Выбрать главу

— Пеструха, самая лучшая корова! А чтоб вас скрючило, окаянных, хорошо же вы мое добро бережете! — Борына бросил вожжи сыну и с кнутом в руке побежал вперед.

Увидев его, женщины расступились, а Витек, что-то спокойно мастеривший у крыльца, обомлел от страха и стремглав умчался в сад. Даже Ганка поднялась и стояла на пороге, растерянная, встревоженная.
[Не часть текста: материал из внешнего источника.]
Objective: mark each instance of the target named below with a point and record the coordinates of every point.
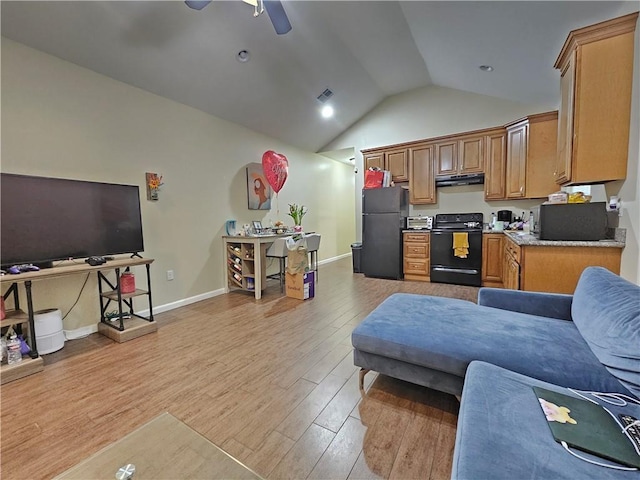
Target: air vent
(324, 96)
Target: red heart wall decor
(276, 169)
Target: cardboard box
(300, 285)
(297, 260)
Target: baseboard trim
(85, 331)
(182, 303)
(80, 332)
(334, 259)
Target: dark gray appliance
(455, 180)
(384, 214)
(446, 267)
(573, 221)
(505, 216)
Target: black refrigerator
(384, 214)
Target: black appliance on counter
(445, 266)
(384, 215)
(573, 221)
(505, 216)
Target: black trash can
(356, 248)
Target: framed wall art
(259, 192)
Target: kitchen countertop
(523, 239)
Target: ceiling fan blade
(196, 4)
(278, 16)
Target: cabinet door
(492, 257)
(471, 155)
(447, 158)
(542, 155)
(494, 181)
(396, 163)
(374, 160)
(422, 181)
(565, 122)
(516, 160)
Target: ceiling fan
(274, 9)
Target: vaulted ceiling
(362, 51)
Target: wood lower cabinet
(557, 269)
(553, 269)
(596, 68)
(492, 259)
(422, 181)
(511, 272)
(416, 256)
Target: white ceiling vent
(324, 96)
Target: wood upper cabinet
(374, 160)
(517, 135)
(471, 154)
(494, 169)
(492, 259)
(422, 181)
(531, 156)
(596, 66)
(460, 154)
(394, 160)
(447, 157)
(542, 154)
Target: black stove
(459, 221)
(459, 267)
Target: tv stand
(122, 331)
(124, 319)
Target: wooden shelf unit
(241, 265)
(32, 363)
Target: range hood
(453, 180)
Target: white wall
(435, 111)
(62, 120)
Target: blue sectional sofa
(588, 341)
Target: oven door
(447, 268)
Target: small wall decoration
(154, 182)
(259, 191)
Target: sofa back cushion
(606, 311)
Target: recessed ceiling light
(243, 56)
(327, 111)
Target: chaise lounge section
(494, 352)
(585, 341)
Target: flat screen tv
(43, 220)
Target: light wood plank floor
(272, 382)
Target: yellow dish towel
(461, 244)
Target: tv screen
(47, 219)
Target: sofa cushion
(447, 334)
(606, 311)
(502, 432)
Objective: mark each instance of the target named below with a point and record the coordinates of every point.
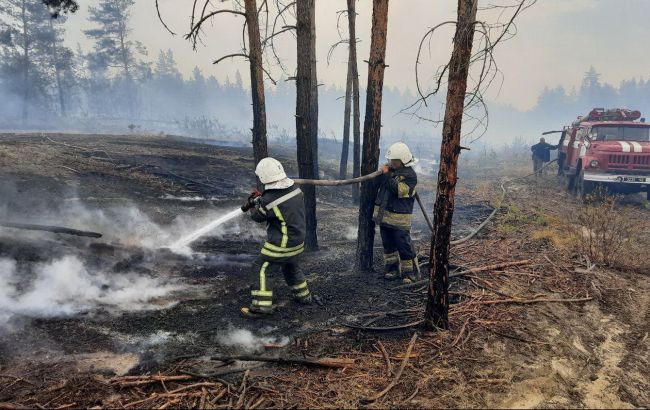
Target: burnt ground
(163, 178)
(592, 354)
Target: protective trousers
(399, 256)
(538, 164)
(266, 268)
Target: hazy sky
(557, 41)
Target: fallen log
(48, 228)
(530, 301)
(384, 328)
(332, 362)
(397, 375)
(496, 266)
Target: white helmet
(400, 151)
(270, 170)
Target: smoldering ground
(45, 275)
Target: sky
(556, 42)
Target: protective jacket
(283, 210)
(394, 204)
(542, 150)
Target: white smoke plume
(64, 287)
(245, 340)
(350, 233)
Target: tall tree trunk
(26, 62)
(125, 66)
(356, 155)
(260, 148)
(343, 166)
(436, 314)
(57, 71)
(371, 133)
(307, 111)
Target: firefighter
(393, 211)
(541, 154)
(281, 206)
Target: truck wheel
(570, 181)
(584, 188)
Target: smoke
(65, 287)
(245, 340)
(124, 224)
(350, 233)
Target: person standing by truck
(541, 155)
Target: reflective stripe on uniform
(406, 266)
(263, 276)
(403, 190)
(390, 258)
(271, 247)
(302, 294)
(272, 254)
(283, 198)
(285, 231)
(400, 221)
(299, 286)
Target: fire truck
(609, 149)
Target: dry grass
(610, 234)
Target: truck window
(620, 133)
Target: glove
(251, 201)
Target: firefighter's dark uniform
(393, 213)
(541, 154)
(283, 211)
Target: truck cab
(608, 148)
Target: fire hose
(321, 182)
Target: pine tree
(114, 46)
(33, 57)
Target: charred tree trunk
(356, 155)
(57, 71)
(260, 148)
(436, 314)
(26, 62)
(343, 167)
(371, 133)
(307, 111)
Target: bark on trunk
(57, 71)
(371, 133)
(436, 314)
(125, 66)
(343, 166)
(26, 63)
(356, 159)
(260, 149)
(307, 112)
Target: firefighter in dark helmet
(393, 212)
(281, 207)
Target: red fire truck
(608, 148)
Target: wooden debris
(392, 384)
(322, 362)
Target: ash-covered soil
(142, 193)
(554, 332)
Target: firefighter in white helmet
(393, 212)
(281, 206)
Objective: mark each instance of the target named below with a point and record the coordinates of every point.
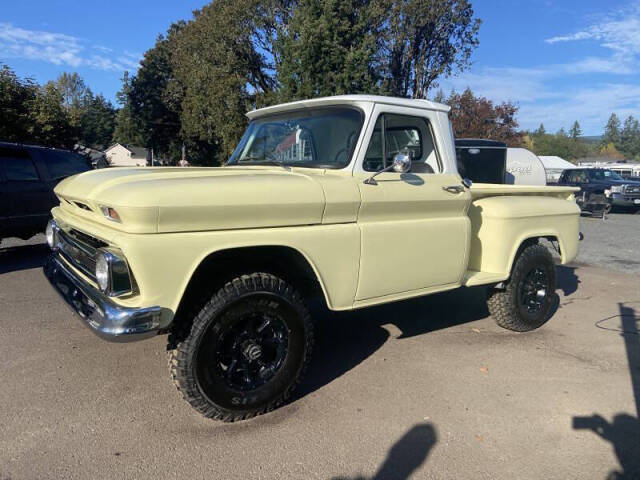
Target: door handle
(454, 189)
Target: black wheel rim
(533, 290)
(251, 351)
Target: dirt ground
(427, 388)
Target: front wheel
(246, 351)
(526, 302)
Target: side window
(18, 166)
(64, 164)
(402, 133)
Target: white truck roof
(348, 100)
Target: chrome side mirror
(401, 164)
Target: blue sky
(560, 61)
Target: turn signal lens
(102, 271)
(111, 214)
(51, 234)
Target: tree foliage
(478, 117)
(60, 113)
(423, 41)
(195, 85)
(331, 49)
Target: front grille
(79, 249)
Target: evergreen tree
(98, 123)
(575, 131)
(630, 138)
(128, 129)
(423, 41)
(330, 49)
(50, 125)
(541, 130)
(16, 99)
(155, 96)
(612, 131)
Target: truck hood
(150, 200)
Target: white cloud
(543, 99)
(59, 49)
(619, 32)
(556, 95)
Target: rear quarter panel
(500, 224)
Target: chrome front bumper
(107, 319)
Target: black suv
(28, 175)
(602, 183)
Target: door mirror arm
(401, 164)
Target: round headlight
(50, 233)
(102, 271)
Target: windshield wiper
(262, 161)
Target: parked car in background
(599, 184)
(28, 175)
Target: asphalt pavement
(427, 388)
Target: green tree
(155, 96)
(128, 128)
(575, 131)
(330, 49)
(222, 65)
(541, 130)
(16, 99)
(612, 131)
(630, 138)
(50, 125)
(98, 123)
(75, 97)
(424, 41)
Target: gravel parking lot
(612, 243)
(428, 388)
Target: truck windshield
(604, 175)
(317, 138)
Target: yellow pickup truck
(355, 199)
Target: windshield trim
(293, 111)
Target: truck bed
(481, 190)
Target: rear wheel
(246, 351)
(526, 301)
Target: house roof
(139, 152)
(553, 162)
(348, 100)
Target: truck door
(415, 231)
(25, 196)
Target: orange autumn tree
(479, 117)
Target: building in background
(554, 166)
(120, 155)
(622, 168)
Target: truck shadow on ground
(406, 455)
(345, 339)
(24, 257)
(623, 432)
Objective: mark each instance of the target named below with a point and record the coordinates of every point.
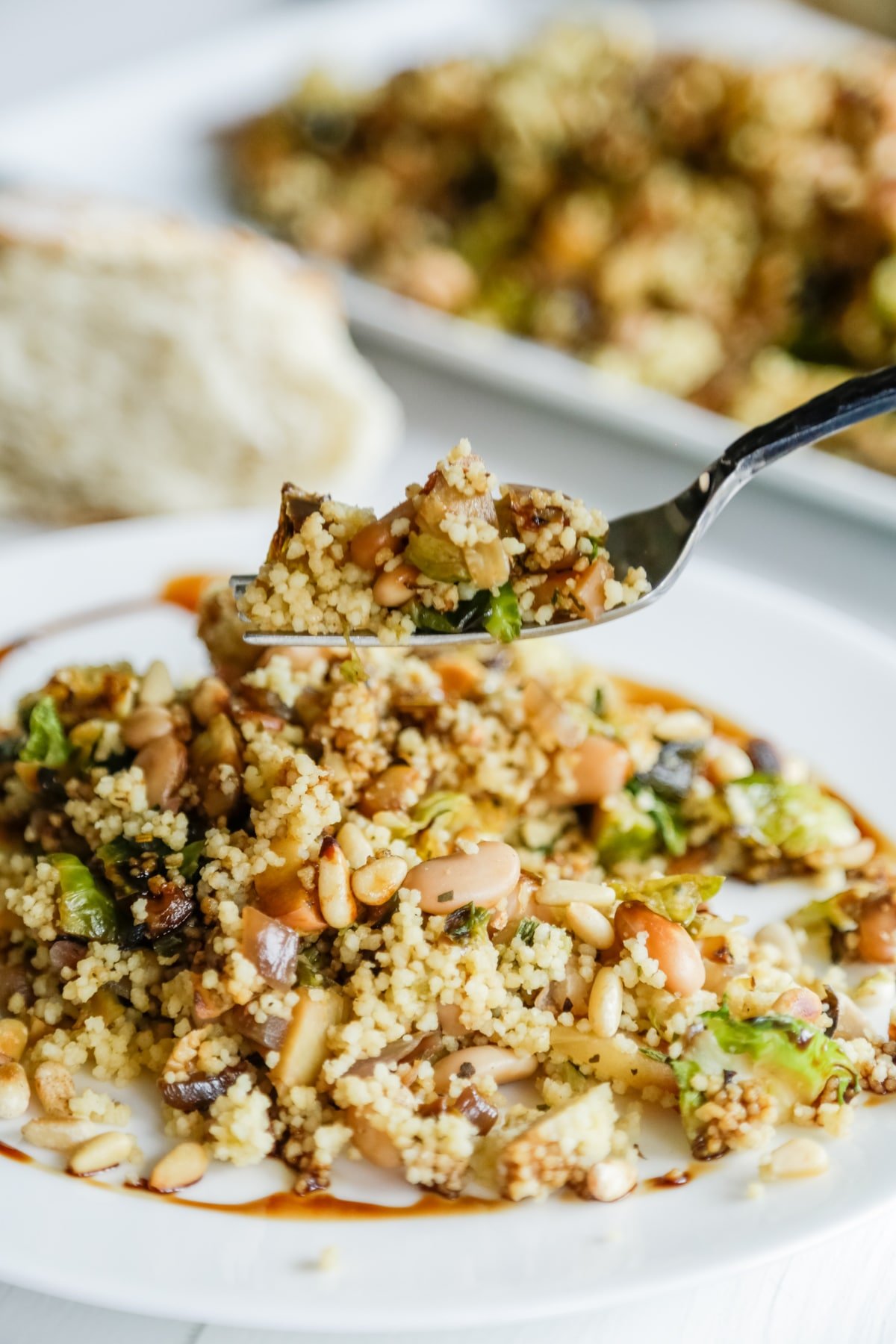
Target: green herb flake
(467, 922)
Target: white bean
(482, 878)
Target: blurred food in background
(148, 364)
(723, 234)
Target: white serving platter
(813, 680)
(148, 134)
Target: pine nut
(482, 878)
(590, 925)
(54, 1086)
(58, 1136)
(726, 762)
(795, 1159)
(164, 765)
(379, 880)
(354, 844)
(13, 1038)
(101, 1152)
(337, 903)
(146, 725)
(15, 1093)
(682, 726)
(489, 1061)
(395, 588)
(605, 1003)
(669, 945)
(563, 892)
(374, 1144)
(181, 1167)
(210, 698)
(610, 1180)
(158, 687)
(800, 1003)
(783, 940)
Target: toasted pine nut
(800, 1003)
(147, 724)
(395, 588)
(373, 1142)
(783, 940)
(158, 687)
(590, 925)
(58, 1136)
(354, 844)
(379, 880)
(15, 1093)
(682, 726)
(181, 1167)
(337, 903)
(482, 878)
(164, 765)
(477, 1061)
(54, 1086)
(610, 1180)
(726, 762)
(605, 1003)
(210, 698)
(563, 892)
(877, 930)
(300, 659)
(669, 945)
(13, 1038)
(794, 1159)
(101, 1152)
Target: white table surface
(841, 1290)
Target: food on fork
(722, 231)
(461, 553)
(455, 920)
(149, 364)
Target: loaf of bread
(151, 364)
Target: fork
(662, 539)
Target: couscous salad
(460, 553)
(452, 917)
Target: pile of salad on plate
(460, 553)
(454, 917)
(724, 233)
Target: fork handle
(853, 401)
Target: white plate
(148, 134)
(780, 665)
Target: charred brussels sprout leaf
(526, 930)
(672, 773)
(786, 1046)
(437, 557)
(675, 897)
(503, 620)
(499, 616)
(87, 909)
(467, 922)
(191, 858)
(46, 742)
(793, 818)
— Загубили мне скотину! — закричал старик, осмотрев Пеструху. — Триста злотых в болото брошено! Как к миске — так их, проклятых, хоть отбавляй, а беречь добро некому! Этакая корова, этакая корова! Выходит, человеку из дому нельзя и шагу ступить — только отлучишься, сейчас какая-нибудь беда и убыток!

— Да ведь я от самого полудня в поле была, на картошке, — тихо оправдывалась Ганка.

— Разве ты когда что увидишь! — крикнул Борына яростно. — Разве ты за мое добро постоишь! Ведь не корова, а клад, такую не у всякого помещика найдешь!

Он причитал все горестнее, ходил вокруг коровы, пробуя поднять ее. Он тянул ее за хвост, смотрел в зубы, но Пеструха дышала хрипло, все тяжелее, кровь из надреза уже не текла, а запеклась черными сгустками. Было ясно, что животное издыхает.

— Делать нечего, придется дорезать, хоть что-нибудь выручишь, — сказал, наконец, Борына. Он принес из сарая косу, наточил ее на камне, стоявшем под навесом, скинул кафтан, засучил рукава рубахи и принялся за дело.

Ганка и Юзька громко заплакали, когда Пеструха, словно почуяв смерть свою, с усилием подняла голову, глухо замычала и… повалилась с перерезанным горлом, дрыгая ногами.

Пес слизывал застывавшую на воздухе кровь, потом прыгнул в одну из картофельных ям и залаял на лошадей, стоявших с телегой у плетня, где их оставил Антек, равнодушно наблюдавший, как отец резал корову.

— Не реви, дура! Не наша беда, корова-то отцовская! — сердито сказал он жене и принялся распрягать лошадей, которых Витек затем повел за гривы в конюшню.

— А картошки в поле много? — спросил Борына, моя руки у колодца.

— Порядочно. Мешков двадцать будет.

— Надо нынче свезти.

— Сами и возите, а я никак спину не разогну, ног под собой не чую… Да и коренник захромал.

— Юзька, кликни с поля Кубу, пусть кобылу заложит да картошку нынче еще свезет. А то как бы дождем ее не намочило!

Его все еще разбирали злость и досада, он то и дело останавливался подле коровы и яростно ругался, ходил по двору, заглядывал в хлев, в амбар, под навес и сам не знал, чего ищет — так сильно его грызла мысль о потере.

— Витек! Витек! — позвал он и стал уже снимать широкий ремень, которым был подпоясан. Но мальчик не показывался.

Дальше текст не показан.